Many people know how frustrating and costly delays can be during a home renovation or construction project. In the world of commercial real estate, this issue is further exacerbated in terms of scale and impact. One way to keep costs down and schedules on time during a commercial construction project is to get a geologic review during the due diligence phase of the project.
Unforeseen subsurface conditions or geologic hazards (which can include anything from sinkholes, fault lines, and old abandoned mine shafts) can drastically alter the economics of a real estate development by increasing costs and delaying schedules. To better understand the feasibility of a project, CRE owners and lenders can get a better sense of what kind of issues can be expected during the construction project by conducting a Geologic Review or a geotechnical investigation.
What is a Geologic Review?
A Geologic Review offers a high level assessment of a site, and can be done quickly, inexpensively, and without much interruption to the construction projects. Although a full geotechnical investigation provides much greater detail on subsurface issues, a basic geologic review can be an attractive screening tool for those who are under tight schedules or who require just a preliminary assessment of pertinent risks.
A Geologic Review can be done on both existing buildings and new build projects. In the planning and design phases, preliminary geotechnical evaluations, geotechnical evaluations, foundation bearing evaluations, and pavement designs are advised and/or required, and the critical soil information is used by other design professionals and general contractors to properly size structural elements and plan for the right construction techniques.
A Geologic Review is often performed during the due diligence phase and is used to evaluate the potential for geologic hazards, difficult site conditions, and/or poor quality site soils. In order to perform the assessment, a professional conducts research and performs document review to determine the presence of potential risks. The professional may consult state and quadrangle maps, state geologic survey documents and web resources, Google Earth Historic photographs and EDR photographs (if done alongside a Phase I Environmental Site Assessment), USGS topographic maps, active fault lines, and seismic design criteria, USDA Soil Survey Website, previous ALTA surveys, Phase I ESA and Property Condition Reports, as well as project site plans and structural data.

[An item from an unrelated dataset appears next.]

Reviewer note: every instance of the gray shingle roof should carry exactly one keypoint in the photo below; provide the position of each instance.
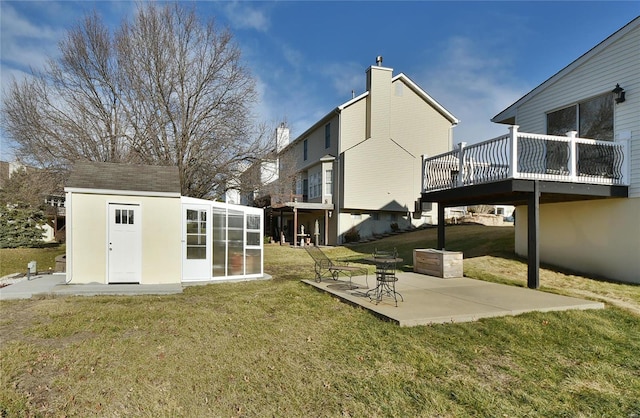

The Value of a Geologic Review
Understanding how geologic issues may affect a construction project is critical to protecting against losses, delays and/or liabilities. And getting one early on in the deal process makes a lot of financial sense. For example, when buying a property any risks identified in the geologic review can be used to negotiate on the sales price, or ask the seller to address risks before taking on the asset. Of course, obtaining a streamlined geologic review first to determine if a full geotechnical investigation is warranted can save on upfront costs. The more informed our clients are going into a deal, the better they will be able to make business decisions. When it comes to understanding risks posed by geologic conditions, investing in a geologic review can really pay off in the long run.